Allied turn of May 10th 1940 (end)
After much debate inside both the French and British cabinets on what to do, either coming to Belgium’s help or not, the decision was taken to come to the help of the small kingdom both for reasons of principle and of strategy. Even tough some Allied corps would have to leave their defensive entrenched position, the protective benefit of both the Schelde and the Meuse are not to be underestimated. General Alphonse Georges disapproved the decision stating that the Allied troops could be trapped if the Germans decide to go for a push through the Ardennes. However, as most German Panzer corps seem to be North-West of Brussels, his worries were dismissed.

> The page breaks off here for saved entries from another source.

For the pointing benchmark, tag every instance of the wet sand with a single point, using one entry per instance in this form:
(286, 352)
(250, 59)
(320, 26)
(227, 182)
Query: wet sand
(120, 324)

Therefore, the British sent the II Corps, transferred to the direct command of the homeland 10th Army, to enter Brussels and allow the Belgian army to focus on defending the Eastern part of the country. It is feared however that the Belgian deployment there, mostly trapped, will end up been a sacrifice that will only help gain some time for the French and British to entrench in their new position. The Royal Welsh Corps replaced the II Corps behind the Somme but General Gort refused to send more troops in Belgium. Three French Corps also entered Belgium and took defensive positions, but the reserve 1st Army stayed in position South-East of the Somme. Both the French and British air forces that had received orders not to engage German aircraft yet, have receive new orders to try to gain air supremacy over any battle that might arise and send bombers to support the ground troops.